2ndSr _52_ Ein alter Hut
1925 hielt Kemal Atatürk eine Brandrede, aus der man gerne ausführlich zitiert:
Es ist eine würdige Kleidung für unsere Nation. Halbschuhe oder -stiefel an den Füßen, Hosen an den Beinen, Weste, Hemd, Krawatte, Hemdkragen, Jackett und selbstverständlich als Ergänzung dazu auf dem Kopf eine Kopfbedeckung mit Rand. Ich möchte dies sehr offen sagen: Diese Kopfbedeckung nennt man Hut. Wie ein Gehrock, ein Cutaway, ein Smoking oder ein Frack. Hier ist unser Hut.
Je nach historiographischem Temperament nennt man diese Episode türkischer Nationalgeschichte "Hutrevolution" oder "Hutreform". Von da an war der männlichen Bevölkerung das Tragen von Hüten mit Krempe geboten, während orientalische Kopfbedeckungen fortan verboten waren. Gemeint ist hiermit der Fes; das Trapez aus rotem Filz mit Quaste, eigentlich marokkanischen Ursprungs.

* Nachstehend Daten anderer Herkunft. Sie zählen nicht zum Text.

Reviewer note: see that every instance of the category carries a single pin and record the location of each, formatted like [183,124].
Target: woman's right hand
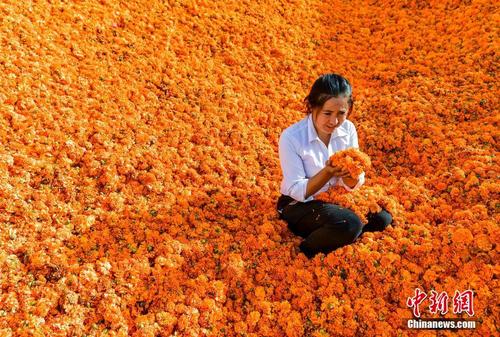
[336,171]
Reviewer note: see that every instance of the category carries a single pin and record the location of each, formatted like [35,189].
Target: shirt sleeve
[353,142]
[294,176]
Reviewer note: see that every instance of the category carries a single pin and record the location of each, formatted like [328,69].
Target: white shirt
[302,155]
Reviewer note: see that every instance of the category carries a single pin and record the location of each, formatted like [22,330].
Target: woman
[304,150]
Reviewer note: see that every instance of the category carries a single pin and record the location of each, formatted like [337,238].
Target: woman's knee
[349,223]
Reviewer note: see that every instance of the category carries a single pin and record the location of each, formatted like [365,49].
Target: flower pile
[352,160]
[364,200]
[139,170]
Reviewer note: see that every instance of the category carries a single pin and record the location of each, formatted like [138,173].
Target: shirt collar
[313,135]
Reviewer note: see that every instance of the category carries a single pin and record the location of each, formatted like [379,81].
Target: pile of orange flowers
[364,200]
[352,160]
[139,169]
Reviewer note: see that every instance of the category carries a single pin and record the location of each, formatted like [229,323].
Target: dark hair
[326,87]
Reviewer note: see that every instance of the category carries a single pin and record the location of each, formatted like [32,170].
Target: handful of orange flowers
[352,160]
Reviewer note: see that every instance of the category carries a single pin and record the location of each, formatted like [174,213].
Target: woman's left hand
[349,181]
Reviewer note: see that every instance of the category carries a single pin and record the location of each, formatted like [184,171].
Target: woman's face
[331,115]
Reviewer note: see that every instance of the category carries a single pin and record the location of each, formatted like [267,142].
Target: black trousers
[325,226]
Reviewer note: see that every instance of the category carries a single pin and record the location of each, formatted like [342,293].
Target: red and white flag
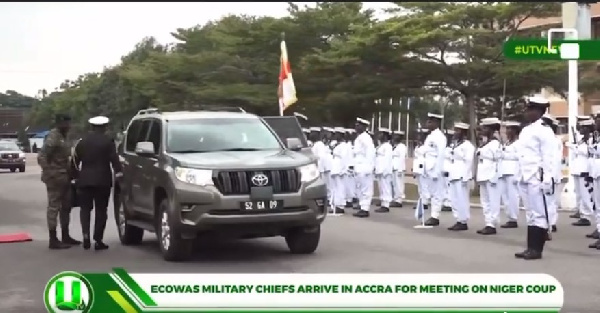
[287,89]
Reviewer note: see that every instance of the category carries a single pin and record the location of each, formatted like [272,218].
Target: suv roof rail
[217,108]
[148,111]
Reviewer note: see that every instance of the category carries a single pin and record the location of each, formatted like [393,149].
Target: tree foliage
[342,58]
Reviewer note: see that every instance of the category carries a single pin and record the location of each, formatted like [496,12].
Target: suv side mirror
[294,144]
[144,148]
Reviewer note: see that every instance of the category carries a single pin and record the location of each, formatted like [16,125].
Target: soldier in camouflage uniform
[54,159]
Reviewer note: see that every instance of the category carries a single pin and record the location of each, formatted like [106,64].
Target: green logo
[68,292]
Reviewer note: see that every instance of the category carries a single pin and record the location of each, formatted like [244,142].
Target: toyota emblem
[260,180]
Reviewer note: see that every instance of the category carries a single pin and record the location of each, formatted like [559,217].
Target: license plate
[262,205]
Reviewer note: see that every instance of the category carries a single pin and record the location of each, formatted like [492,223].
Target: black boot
[67,239]
[521,255]
[54,243]
[540,237]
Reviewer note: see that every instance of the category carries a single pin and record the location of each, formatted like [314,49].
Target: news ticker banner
[120,291]
[537,49]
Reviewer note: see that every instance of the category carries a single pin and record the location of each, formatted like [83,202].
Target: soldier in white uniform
[537,146]
[595,173]
[554,199]
[399,167]
[350,182]
[581,173]
[488,157]
[418,168]
[447,203]
[509,168]
[459,175]
[338,172]
[435,146]
[384,169]
[363,167]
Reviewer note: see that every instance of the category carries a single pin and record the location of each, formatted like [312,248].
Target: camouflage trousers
[59,204]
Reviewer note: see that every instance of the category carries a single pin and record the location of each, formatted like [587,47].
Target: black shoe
[99,245]
[459,227]
[337,211]
[532,255]
[432,222]
[593,235]
[488,230]
[595,245]
[361,213]
[582,222]
[395,204]
[382,210]
[521,255]
[510,224]
[86,244]
[67,239]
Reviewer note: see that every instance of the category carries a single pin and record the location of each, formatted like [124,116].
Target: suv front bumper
[206,209]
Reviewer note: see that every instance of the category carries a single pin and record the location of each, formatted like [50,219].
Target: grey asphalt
[383,243]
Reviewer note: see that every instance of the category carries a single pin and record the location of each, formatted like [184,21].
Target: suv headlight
[194,176]
[309,172]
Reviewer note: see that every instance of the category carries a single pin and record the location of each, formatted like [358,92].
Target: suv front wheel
[303,240]
[172,245]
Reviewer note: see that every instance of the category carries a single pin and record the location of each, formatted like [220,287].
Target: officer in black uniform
[94,156]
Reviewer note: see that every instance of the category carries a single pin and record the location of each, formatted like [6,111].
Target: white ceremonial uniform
[384,172]
[399,167]
[554,199]
[581,171]
[595,173]
[446,170]
[537,147]
[459,174]
[338,173]
[435,145]
[322,152]
[418,171]
[364,164]
[349,181]
[488,157]
[508,184]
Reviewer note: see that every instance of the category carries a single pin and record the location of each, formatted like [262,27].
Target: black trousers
[90,198]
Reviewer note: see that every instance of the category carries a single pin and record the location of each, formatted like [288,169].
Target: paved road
[383,243]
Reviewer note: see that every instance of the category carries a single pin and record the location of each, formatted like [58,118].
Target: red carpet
[17,237]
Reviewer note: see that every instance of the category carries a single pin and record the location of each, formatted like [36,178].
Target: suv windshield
[219,134]
[9,146]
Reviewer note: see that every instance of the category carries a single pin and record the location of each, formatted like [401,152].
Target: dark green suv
[190,174]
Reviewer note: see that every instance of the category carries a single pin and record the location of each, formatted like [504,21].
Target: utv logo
[68,292]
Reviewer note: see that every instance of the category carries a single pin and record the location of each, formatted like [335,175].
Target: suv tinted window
[132,135]
[218,134]
[155,134]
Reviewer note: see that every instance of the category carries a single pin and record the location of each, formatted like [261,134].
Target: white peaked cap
[586,123]
[551,118]
[99,120]
[490,121]
[461,125]
[432,115]
[511,123]
[538,100]
[363,121]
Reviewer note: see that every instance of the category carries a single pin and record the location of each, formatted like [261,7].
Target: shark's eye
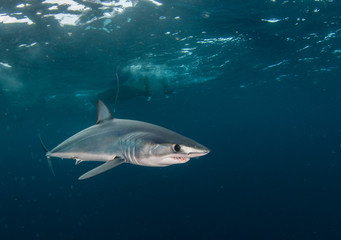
[176,148]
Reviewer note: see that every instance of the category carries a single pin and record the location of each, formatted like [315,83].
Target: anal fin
[102,168]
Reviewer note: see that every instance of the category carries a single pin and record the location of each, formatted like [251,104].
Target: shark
[115,141]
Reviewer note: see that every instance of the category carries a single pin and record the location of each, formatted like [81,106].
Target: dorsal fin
[103,112]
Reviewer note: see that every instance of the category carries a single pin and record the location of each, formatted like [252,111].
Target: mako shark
[117,141]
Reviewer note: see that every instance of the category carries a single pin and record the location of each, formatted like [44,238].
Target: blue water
[258,82]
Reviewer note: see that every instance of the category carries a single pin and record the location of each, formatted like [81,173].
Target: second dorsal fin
[103,112]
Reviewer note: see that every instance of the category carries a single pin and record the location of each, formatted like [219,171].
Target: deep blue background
[274,170]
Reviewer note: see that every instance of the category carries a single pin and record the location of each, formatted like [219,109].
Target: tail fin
[48,158]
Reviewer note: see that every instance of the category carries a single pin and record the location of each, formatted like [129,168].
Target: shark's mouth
[182,159]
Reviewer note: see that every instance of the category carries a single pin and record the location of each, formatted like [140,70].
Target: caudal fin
[48,158]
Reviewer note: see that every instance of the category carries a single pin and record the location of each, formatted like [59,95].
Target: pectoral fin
[102,168]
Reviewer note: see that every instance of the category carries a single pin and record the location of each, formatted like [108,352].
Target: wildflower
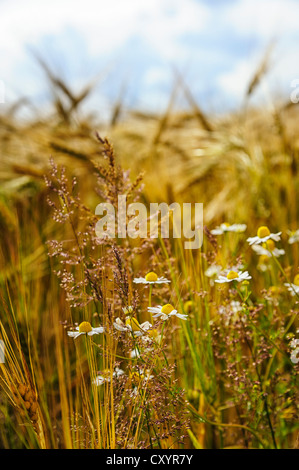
[165,312]
[234,276]
[138,377]
[268,249]
[128,310]
[294,237]
[212,272]
[263,235]
[263,263]
[132,325]
[85,328]
[105,376]
[294,287]
[188,306]
[151,278]
[237,228]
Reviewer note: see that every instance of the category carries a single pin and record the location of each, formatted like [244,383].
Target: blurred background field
[225,381]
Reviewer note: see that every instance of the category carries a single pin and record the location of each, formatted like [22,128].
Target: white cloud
[160,26]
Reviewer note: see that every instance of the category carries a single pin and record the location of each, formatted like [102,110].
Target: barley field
[121,343]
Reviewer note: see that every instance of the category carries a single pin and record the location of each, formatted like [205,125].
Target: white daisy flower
[234,276]
[268,249]
[294,237]
[85,328]
[137,377]
[294,287]
[151,278]
[106,375]
[237,228]
[165,312]
[263,235]
[132,325]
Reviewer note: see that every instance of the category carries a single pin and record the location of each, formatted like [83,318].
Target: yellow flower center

Uns vertraut ist der kleidsame Kegelstumpf aus dem Logo der Julius Meinl AG – welches wiederum sehr präsent in Instanbuls Straßen war, als ich es zuletzt vor einigen Jahren besuchte. Offenbar wird Meinl dort als erstklassige Marke wahrgenommen.
Atatürk, der so eifrig nach westlichem Vorbild die Modernisierung der frisch gebackenen Republik vorantrieb, wollte von genau dieser orientalistischen Zuschreibung frei machen: Europäische Aristokraten ließen sich gerne den Kaffee in entsprechenden Trachten gekleideten Sklaven bringen.